Quem me lê já percebeu: eu sinto uma necessidade imensa de compreender as pessoas e as coisas de uma forma mais profunda. Eu gosto de questionar a superficialidade. É de mim. Olho a casca grossa que se formou nas muitas feridas, inclusive nas minhas, e logo tento fechar os olhos para mergulhar na carne que está ali. Cada vez mais, quero ir além dos julgamentos chapados e chegar na vida que pulsa por trás das manifestações defensivas ou ofensivas, tanto em mim quanto no outro.
No início desta década, ocorreu o Seqüestro do Ônibus 174. Todos conhecem essa história. Sandro do Nascimento entra no ônibus 174, no Rio de Janeiro, e ameaça matar os passageiros. Por quase 4 horas, o seqüestro é transmitido ao vivo pela TV. Ele ordena que os reféns deitem no chão e chega a simular que mata um deles. Quando desce do ônibus, usando como escudo a professora Geisa Gonçalves, um soldado atira, mas quem acaba morrendo com 4 tiros é a refém. Sem ferimentos, Sandro é asfixiado e morto na viatura.

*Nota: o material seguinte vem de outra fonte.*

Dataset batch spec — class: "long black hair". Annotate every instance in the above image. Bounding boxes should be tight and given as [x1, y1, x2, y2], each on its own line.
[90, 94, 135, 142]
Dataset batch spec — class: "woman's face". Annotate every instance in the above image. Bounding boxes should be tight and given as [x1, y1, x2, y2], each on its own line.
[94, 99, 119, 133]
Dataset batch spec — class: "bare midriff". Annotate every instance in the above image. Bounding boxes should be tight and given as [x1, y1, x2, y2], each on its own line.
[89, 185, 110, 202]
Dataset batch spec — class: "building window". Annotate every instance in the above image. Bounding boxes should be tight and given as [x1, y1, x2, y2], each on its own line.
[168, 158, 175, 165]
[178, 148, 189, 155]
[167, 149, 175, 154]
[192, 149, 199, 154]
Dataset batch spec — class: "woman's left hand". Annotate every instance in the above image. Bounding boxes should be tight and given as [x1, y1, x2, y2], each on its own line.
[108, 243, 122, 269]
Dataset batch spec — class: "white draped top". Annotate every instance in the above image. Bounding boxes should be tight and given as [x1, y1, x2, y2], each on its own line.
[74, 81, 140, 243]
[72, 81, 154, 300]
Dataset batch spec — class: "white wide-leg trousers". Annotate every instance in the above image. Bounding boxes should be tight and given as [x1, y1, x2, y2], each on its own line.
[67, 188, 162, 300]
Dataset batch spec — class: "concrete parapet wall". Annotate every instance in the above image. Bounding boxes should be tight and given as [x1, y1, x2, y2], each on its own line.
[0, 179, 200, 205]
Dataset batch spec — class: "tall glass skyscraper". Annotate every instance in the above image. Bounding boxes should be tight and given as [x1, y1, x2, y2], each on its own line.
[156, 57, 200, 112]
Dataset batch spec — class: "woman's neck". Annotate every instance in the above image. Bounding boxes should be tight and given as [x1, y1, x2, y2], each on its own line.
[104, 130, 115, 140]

Quando ouvimos este relato, sem conhecer a trajetória de Sandro, muitos pensam: bandido deve morrer mesmo. É uma ótica. Eu, quando vejo alguém que comete este tipo de crime, faço a mesma reflexão que o documentário "Ônibus 174" fez: quem é a pessoa por trás deste ato? E, após assistir a este filme e entendendo o percurso do Sandro, acabei me perguntando como foi que ele não fez isso antes, tão grotesco foi o processo de exclusão social que ele sofreu desde a infância.
Assim como no livro de Dostoievski, Crime e Castigo, cada vez mais passo a compreender que, muitas vezes, o maior castigado é aquele que comete o crime. Uma punição intra-psicológica que se arrasta por um longo período ou por uma vida inteira. Um fantasma, uma loucura, um exílio que assombra e não encontra perdão interno.
Neste final de ano, vou reconhecendo as minhas próprias máscaras e tentando me encontrar além das minhas atitudes dicotômicas de defesa e ataque que certamente prejudicam tanto a mim quanto aos outros. Vou tentando me des-soterrar e me achar atrás do meu esconderijo, da minha prepotência, da minha vaidade, da minha covardia. Das minhas palavras articuladas, das minhas manipulações e do meu discurso pronto. E, quanto mais encaro a minha sombra, mais tenho vontade de compreender o outro assim: sem julgamentos. Ainda é uma tentativa, mas me sinto bem com ela. Finalizo 2010, acreditando que é no âmago que está a beleza e a originalidade de cada um. Fazendo um exercício aberto de olhar a mim e ao outro além da superfície visível.
Seqüestro do Ônibus 174, 12/06/2000.